Граф де Жизор, обнаруживая свой природный ум, сразу догадался для чего затевается на самом пороге военных действий это громоздкое развлечение, и вел себя так, что графу де Ридфору не составило труда уединиться с ним для конфиденциальной беседы.
Великий магистр сразу же схватил «орла за клюв». Он применил тот же прием, что продемонстрировал ему де Сантор — заявил, что прекрасно понимает положение сенешаля, его естественное желание совершить последний и решительный шаг в своем возвышении. Сенешаль был несколько смущен, и даже не валом внезапной откровенности, а непривычным поведением великого магистра. Не так должен был бы вести себя человек с репутацией полоумного рубаки и гордеца.

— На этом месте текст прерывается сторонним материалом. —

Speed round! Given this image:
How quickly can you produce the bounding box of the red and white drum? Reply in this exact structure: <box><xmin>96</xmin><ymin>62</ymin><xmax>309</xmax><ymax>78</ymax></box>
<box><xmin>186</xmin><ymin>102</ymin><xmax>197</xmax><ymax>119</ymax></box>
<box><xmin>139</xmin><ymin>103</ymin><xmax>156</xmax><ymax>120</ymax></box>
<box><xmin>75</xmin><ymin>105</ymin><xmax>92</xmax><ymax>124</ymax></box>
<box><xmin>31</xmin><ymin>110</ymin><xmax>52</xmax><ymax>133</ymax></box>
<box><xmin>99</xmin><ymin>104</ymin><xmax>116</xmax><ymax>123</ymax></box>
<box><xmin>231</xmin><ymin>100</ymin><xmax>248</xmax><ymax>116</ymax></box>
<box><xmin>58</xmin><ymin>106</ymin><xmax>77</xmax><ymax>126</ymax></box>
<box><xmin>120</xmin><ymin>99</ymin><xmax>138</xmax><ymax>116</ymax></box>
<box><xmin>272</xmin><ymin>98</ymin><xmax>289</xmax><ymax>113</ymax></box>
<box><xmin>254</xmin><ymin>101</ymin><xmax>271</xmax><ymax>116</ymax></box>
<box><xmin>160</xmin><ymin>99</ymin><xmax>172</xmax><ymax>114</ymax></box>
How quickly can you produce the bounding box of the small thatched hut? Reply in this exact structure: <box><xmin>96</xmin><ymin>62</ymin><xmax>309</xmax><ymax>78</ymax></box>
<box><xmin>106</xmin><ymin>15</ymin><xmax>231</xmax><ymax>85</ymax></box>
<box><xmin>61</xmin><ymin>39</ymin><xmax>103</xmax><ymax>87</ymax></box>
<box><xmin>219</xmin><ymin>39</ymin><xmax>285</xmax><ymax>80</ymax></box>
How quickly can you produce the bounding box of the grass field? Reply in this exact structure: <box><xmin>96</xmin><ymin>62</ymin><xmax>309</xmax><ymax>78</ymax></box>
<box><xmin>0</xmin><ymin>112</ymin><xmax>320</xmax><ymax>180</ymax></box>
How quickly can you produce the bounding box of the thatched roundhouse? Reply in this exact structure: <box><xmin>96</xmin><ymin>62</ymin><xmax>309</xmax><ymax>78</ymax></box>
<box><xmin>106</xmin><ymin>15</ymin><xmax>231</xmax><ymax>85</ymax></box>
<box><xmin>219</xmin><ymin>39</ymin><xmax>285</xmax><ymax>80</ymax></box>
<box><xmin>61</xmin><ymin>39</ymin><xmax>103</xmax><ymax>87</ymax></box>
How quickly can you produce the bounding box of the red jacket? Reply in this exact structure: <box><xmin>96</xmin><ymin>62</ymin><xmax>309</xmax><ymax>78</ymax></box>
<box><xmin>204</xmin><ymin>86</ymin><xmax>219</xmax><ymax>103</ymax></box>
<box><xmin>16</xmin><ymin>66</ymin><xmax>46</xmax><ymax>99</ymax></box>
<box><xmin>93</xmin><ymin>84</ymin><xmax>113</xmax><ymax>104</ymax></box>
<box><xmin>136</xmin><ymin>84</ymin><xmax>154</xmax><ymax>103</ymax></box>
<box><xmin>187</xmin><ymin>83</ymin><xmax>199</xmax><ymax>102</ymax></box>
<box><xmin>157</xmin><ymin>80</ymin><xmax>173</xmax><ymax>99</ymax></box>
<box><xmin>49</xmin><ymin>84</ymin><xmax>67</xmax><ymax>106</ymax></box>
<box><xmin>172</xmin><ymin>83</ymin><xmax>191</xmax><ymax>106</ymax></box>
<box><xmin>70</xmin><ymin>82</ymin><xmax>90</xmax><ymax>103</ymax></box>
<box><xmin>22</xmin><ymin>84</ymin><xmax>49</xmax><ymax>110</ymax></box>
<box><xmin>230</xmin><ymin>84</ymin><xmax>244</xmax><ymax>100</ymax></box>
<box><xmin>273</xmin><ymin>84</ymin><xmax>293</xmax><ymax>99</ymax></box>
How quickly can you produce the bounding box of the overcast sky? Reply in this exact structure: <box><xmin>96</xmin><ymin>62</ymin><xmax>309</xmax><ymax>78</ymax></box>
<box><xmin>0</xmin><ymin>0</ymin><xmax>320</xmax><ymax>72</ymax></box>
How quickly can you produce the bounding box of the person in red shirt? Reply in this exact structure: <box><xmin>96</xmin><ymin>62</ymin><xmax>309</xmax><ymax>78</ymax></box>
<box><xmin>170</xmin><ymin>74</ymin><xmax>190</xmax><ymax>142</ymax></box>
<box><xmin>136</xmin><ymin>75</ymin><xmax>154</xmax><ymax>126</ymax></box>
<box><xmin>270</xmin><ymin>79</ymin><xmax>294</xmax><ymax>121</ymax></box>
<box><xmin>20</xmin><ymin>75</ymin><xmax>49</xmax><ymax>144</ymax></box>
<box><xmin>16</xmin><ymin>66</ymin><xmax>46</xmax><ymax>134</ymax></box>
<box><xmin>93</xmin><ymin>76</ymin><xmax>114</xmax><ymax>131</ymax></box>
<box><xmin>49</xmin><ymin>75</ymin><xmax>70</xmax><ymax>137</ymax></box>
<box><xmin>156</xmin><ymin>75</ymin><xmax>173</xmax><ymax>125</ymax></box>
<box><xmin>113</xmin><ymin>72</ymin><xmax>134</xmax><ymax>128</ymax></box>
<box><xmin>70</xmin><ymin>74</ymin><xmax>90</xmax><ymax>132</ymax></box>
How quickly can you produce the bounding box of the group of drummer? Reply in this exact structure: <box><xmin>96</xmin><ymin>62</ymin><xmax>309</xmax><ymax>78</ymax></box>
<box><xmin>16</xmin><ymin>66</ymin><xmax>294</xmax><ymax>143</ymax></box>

— Вы, вероятно, считаете меня грубым прямолинейным, недальновидным человеком, — продолжал де Ридфор, — не волнуйтесь, я не обижаюсь. Совершенно не вижу, почему бы настоящему рыцарю не быть прямолинейным и даже грубым. Но сейчас дело не в том, как вы ко мне относитесь. Сейчас я высшее должностное лицо ордена и в обход своих человеческих пристрастий обязан заботиться о благе этого ордена.
Далее, граф де Ридфор объяснил в чем он видит это благо. В целостности и единстве, по крайней мере. Ибо тяжелые времена вырвались из области ожиданий, они уже на дворе.
— В чем вы видите мой вклад в обеспечение этого единства? — спросил понятливый сенешаль.